After a bit of delay, waiting for my platelet count to be sufficient for clotting and for Northwestern to de-clot their booking…again, I’m back in the hospital for treatment two. Must have had some honeymooners in from Iowa. Thankfully, the delay wasn’t a problem, because I received a tip to call ahead. I’m very thankful for tip givers.
My counts bounced back well enough to get me here for round two in sixteen days. I guess the average is nineteen. I’ll take credit for that. Must have been my incredible diet. Or perhaps it was my ability to keep stress at bay—even with a visit from my parents. If anything, I received an emotional boost from the visit of my parents, to go with the physical boost I received for my WBC from a shot of Neulasta.

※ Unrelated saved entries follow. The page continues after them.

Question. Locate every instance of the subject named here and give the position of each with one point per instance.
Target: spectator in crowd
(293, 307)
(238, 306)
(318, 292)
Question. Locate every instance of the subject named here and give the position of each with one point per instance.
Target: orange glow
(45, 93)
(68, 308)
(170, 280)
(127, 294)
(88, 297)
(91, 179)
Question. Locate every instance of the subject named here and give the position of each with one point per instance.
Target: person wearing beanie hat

I receive a shot of said drug in my tummy the day treatment is over. Seems like I’m here every other day for one reason or another. I know way too many names…
So that’s it. I’m here. And bracing.
Feel free to stop by tonight or tomorrow. No visiting hours on the cancer floor. Just give me or Aura a shout. I’m on the 16th floor of Northwestern’s Prentice Women’s Hospital at 250 E Superior.

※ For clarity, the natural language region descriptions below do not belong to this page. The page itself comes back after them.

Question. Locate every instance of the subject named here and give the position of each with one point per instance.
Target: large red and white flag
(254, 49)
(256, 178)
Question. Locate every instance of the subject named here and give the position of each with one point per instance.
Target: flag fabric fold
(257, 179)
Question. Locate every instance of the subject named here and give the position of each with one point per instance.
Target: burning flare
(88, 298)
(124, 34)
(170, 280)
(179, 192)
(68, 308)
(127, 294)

Let’s name the demon. Or tormentor. Or enemy combatant. Or lymphatic terrorist. Pick your preferred, overly dramatic military or spiritual metaphor, gird your loins, man your battle stations and join me. It’s biopsy time!
Tomorrow morning, at 0630, I will take Interventional Radiology at Northwestern University by storm. Apparently, I will be handling logistics—read filling out medical history they already have on file on the lower concourse, 8th floor and 21st floor—for an hour and a half. My appointment isn’t until 0800. Not sure what their tactical strategy is with that one. It blows my mind how terrible medical institutions are at taking our medical records online. Even the best institutions have dial-up era technology. So like a 20-year-old version of myself with a free Net Zero connection, I will struggle through the morning.

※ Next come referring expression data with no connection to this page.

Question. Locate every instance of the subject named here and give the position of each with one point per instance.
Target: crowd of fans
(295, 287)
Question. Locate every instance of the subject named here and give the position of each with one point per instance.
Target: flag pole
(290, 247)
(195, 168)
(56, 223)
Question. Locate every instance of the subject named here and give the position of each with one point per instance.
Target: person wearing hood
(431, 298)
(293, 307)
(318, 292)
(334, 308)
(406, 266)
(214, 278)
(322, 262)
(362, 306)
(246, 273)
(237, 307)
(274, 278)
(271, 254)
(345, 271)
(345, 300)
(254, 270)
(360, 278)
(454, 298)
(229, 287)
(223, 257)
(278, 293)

The operation should take about an hour to complete, and I will be resting at the hospital for an additional hour. So I guess that means I’ll be back in my foxhole by around 1400. It’s weird math, but I’m pretty sure I’m right.
This past weekend has been tough. I have been mostly stable since Thursday night. I’ve done my best to relax, but I’m not sure how to take my mind off of something I feel it should be on. I want to thank the many wonderful friends and family members who have taken the time to write thoughtful messages of encouragement, and those that have just thought out messages of encouragement. I need it all.
I should be receiving the results in 48–72 hours.
Let’s biopsy.
Hello Friends and Family,
I’m going to cut to the chase. Yesterday, my unexpectedly smooth journey with Hodgkin’s Lymphoma took a wrong turn. I received the results of my post-chemo PET Scan, and in spite of the fact that I received a negative PET two cycles into treatment, this PET shows new activity in my anterior mediastinum—the bulky mass of lymph nodes around my left lung that was the reason I was slated to receive radiation, and not chemotherapy alone. The new activity is most likely to be resistant Hodgkin’s (same kind or a mutated subtype), but it could be anything—a demon I know or a stranger, but definitely a demon. Said demon will be needle biopsied within the next week for a name.
Saying that I’m pissed, doesn’t quite capture it. It’s a punch to the throat. My prognosis is still most likely good, but for the moment that is quite beside the point. I had no idea this was even a possibility. Lately, Aura and I have been enjoying the planning of a cancer free 2012, but life seems to have a way of sticking it to the overly confident.
In talking with my oncologist, we did not review all of the possibilities beyond Hodgkin’s. However, we did go over the treatment protocol if it is Hodgkin’s. The best news is that the new activity is very localized—I believe in the lymphatic system around my left lung. If I stay at Northwestern, which I am very, very likely to do, I will be receiving three rounds of ICE Chemotherapy, followed by radiation, followed by stem cell transplant. ICE isn’t necessarily harder to deal with than the ABVD I have already handled, but Stem Cell will be a challenge. I really don’t know the details, but I know that I would be taking a bed at the hospital for a little over two weeks.
So yeah, it’s time to learn how to knit. And it’s time to regain my balance—maybe after the weekend. I will, of course…my expectations will be high.